Netflix forecast $3-4 billion in free cash flow losses (in their accounting) in 2017 for the fiscal year 2018. They ended up at the low end with $3 billion, and are forecasting $3 billion in cash losses again next year, calling this as the high water mark. Notably, that forecast comes with this price increase in mind. Consider this…

screen shot 2019-01-22 at 3.36.55 pm

In other words, based off assumptions that nine months of price increase at an average of $1.50 per customer (which could be a pinch high, with some customers downgrading), you get roughly a $820 million dollars in extra cash. Since Netflix is forecasting another $3 billion in free cash flow losses in 2019 (per the last earnings report), that means without the price increase, you would see FCF losses climb to $4 billion in 2019. In other words, they need this price increase to keep FCF losses under control.

Unlike past years, more and more market observers are watching this cash burn. By finally getting control of losses (holding steady at $3 billion) Wall Street will likely stay on the Netflix bandwagon. If losses had increased to $4 billion, would investors have the same patience? If your FCF losses increase by a billion dollars every year like clock work, it gets tough to say it won’t just keep increasing forever without serious pain.

This would be the biggest argument against the Netflix PhDs and finance guys who approved the price increase. Netflix may really, really want subscriber growth–and so does Wall Street–but are willing to take a decay in customer growth simply to shore up the losses. This may be a protective move for the stock price, sacrificing US growth for cash, while focusing on international gains.

Netflix could be in for a year of flat subscriber growth with this move…and they know it…but they had to do it anyways.

Some Data Lessons.

Before I make my predictions, I want to explain the difficulty in making this prediction.

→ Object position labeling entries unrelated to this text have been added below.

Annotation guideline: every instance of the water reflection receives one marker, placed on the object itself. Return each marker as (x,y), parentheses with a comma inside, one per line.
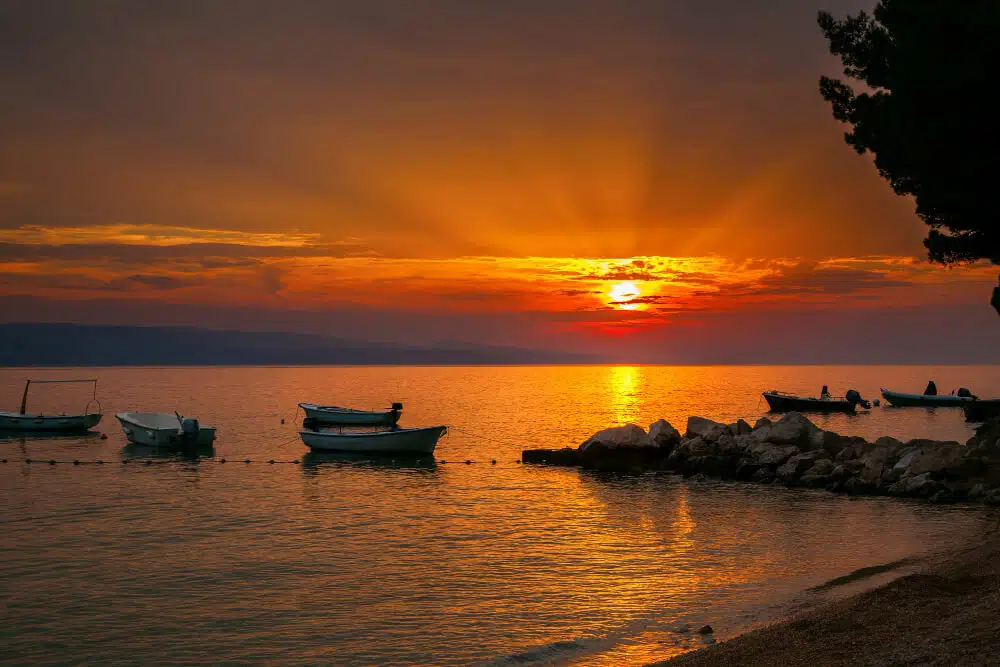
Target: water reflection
(313,462)
(624,386)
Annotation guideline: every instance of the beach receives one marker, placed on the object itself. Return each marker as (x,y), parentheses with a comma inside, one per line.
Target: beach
(944,614)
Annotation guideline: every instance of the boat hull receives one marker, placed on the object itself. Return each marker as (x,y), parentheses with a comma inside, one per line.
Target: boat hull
(785,403)
(395,441)
(14,421)
(901,400)
(330,414)
(141,431)
(982,410)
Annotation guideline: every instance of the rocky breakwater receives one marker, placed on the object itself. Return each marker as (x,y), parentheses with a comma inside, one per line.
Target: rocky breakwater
(793,451)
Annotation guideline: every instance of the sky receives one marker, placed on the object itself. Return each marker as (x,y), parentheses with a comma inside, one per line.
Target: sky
(650,181)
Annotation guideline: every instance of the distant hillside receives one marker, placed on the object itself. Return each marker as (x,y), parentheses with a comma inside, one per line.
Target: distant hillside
(88,345)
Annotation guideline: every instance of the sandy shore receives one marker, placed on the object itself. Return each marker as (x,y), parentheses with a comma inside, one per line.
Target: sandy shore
(947,613)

Consider this the analysis of the data set before us, and it applies to everyone, including people at the company.

First, this is a classic “small sample size” problem.

Frankly, Netflix doesn’t have as a large of a sample size for their economists to leverage as I made it appear above. Sure, each year gives you a quarterly subscriber number. So 2008-2018 is 11 years by 4 quarters, or a sample size of 44. Except, the initial growth really isn’t representative. They transitioned a lot of people over from DVDs. We could look at monthly data, which would multiply it by 12, but that’s probably too granular for how often Netflix changes prices. If we just went by price changes we are at a sample size below ten. So no matter what model you build, you won’t have a lot of data to leverage.

Second, there are multiple variables to consider, in addition to price.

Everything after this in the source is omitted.